Over the past four years, the fear-based American nationalism of the Trump administration has taken the trade conversation to a degree of protectionism rather than some sort of global engagement strategy. “Where should we put up barriers?” was the operating philosophy, a short-term, ill-informed approach that proved to be ineffective decades ago.
A “made in USA” requirement for goods and services when the world has spent the past 75 years developing an integrated and efficient global system is a fantasy. It is not based on need, value, or even fairness, but on fear and mistrust, fueled by the same forces that already deeply divide the United States.
Some attention needs to be paid to this fear, and President-elect Joe Biden has proposed a $ 400 billion Buy America initiative in connection with much-needed infrastructure investments. But the world system is progressing and “America first” is putting us in danger of instant loans.
Unilateral trade barriers are an explicit rejection of the cooperative system – a clear invitation to others to forgo the American partnership, let alone leadership.
An implicit assumption of American leadership in any global economy is built into this conversation, no matter how much protectionism we adopt. It’s delusional. American influence is already waning, especially given our abandonment of the global institutions that the United States helped establish: WTO, TPP, UNHCR, UNESCO, NATO (in part) and, of course, the Paris Climate Agreement. Unilateral trade barriers are an explicit rejection of the cooperative system – a clear invitation to others to forgo the American partnership, let alone leadership.
Unfortunately, the recent model of world trade shows not so much a fragmentation of the world system as it is the US withdrawal from it, at our great cost. The world is no longer made up of a bloc led by the United States and one or more blocs led by China or Russia, but rather a global bloc and a few non-global fragments (such as South Korea. North). These days not many countries want to exit the global system, but the United States has recently been determined to do so.
So what should the Biden administration do to change the situation in a lasting way? This is not an easy question, both because simply overturning disastrous decisions and re-engaging will not immediately restore confidence, and because the destructive forces that led to these shortsighted actions must also be addressed, lest they cause an irreparable relapse.
Repair and rebuild
Start by repairing the damage. Restoring our global commitments will be a critical start. It will be more difficult to fit them into our system so that they cannot simply be ditched by the next irresponsible leader. This means legislation to circumscribe executive authority – without which no US policy can now be considered permanent. It also means a re-commitment to interdependence among nations, being explicit about the benefits each derives from collaboration and the costs each entails for violating agreements.
The IRS carefully regulates expatriates. It’s time to do the same for business.
Second, work with international business leaders and countries to promote responsible tax practices. Global supply chains are important, if not inevitable. Global tax dodges are not. The IRS carefully regulates expatriates. It’s time to do the same for business. Preferential tax treatment today is often more important than the costs of labor or material in determining where products are made and financial flows transacted. It has to end – and a multilateral agreement could do it.

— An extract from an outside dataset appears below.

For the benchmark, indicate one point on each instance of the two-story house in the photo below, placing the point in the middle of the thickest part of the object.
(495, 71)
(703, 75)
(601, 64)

Third, connect with experts and leaders around the world to jumpstart the global trade arbitration mechanism. Biden’s choice for U.S. Trade Representative Katherine Tai, currently a senior adviser to the House Ways and Means Committee, has the knowledge and experience to do it – and to re-engage the WTO, which has been actively disabled. by the Trump administration. Exiting the WTO, as Trump wishes, would leave the rest of the world free to impose tariffs and sanctions on US goods and services, which would deal a potentially devastating blow to US exports – which totaled 2, $ 3 trillion last year.
Also consider the United States’ trade war against China (not with, but with), which cost American consumers and businesses some $ 46 billion in its first 21 months alone. Tai, who has experience in crafting trade deals (including with China) to protect workers and enforcing them, needs to know this is the way to go, rather than a trade war. There is no scenario in which an exit of the United States from the WTO will be beneficial in the long run for the American economy. Tai’s appointment suggests that the Biden administration will understand this and engage multilaterally and in all areas with experts and key trading partners to fix the system, not abandon it.
Tariffs hurt Americans, not our so-called enemies.
Being wary of your neighbors – across the street or on a continent – doesn’t mean you can ignore them. You are designing a rules-based system for living in peace together. The world system after the devastation of WWII was designed to do this and the United States led it. If the United States steps down, it will be a generation before the world trusts America again. The Biden administration must therefore re-engage, on the back of a bipartisan consensus – even if it is not strong at first. Early signals indicate that Biden wants to invest in U.S. infrastructure before focusing on the global system, but that he plans to get there in due course.
Nonetheless, I urge the new administration, while making the domestic conversation about our economic survival, to explain why global trade is essential. Explain how tariffs hurt Americans, not our supposed enemies. Finally, have an inclusive conversation, based on facts and expertise, to determine next steps. Only then will the United States have a chance to fully participate – let alone lead – in the world again.
Maury Peiperl is Dean of the School of Business at George Mason University.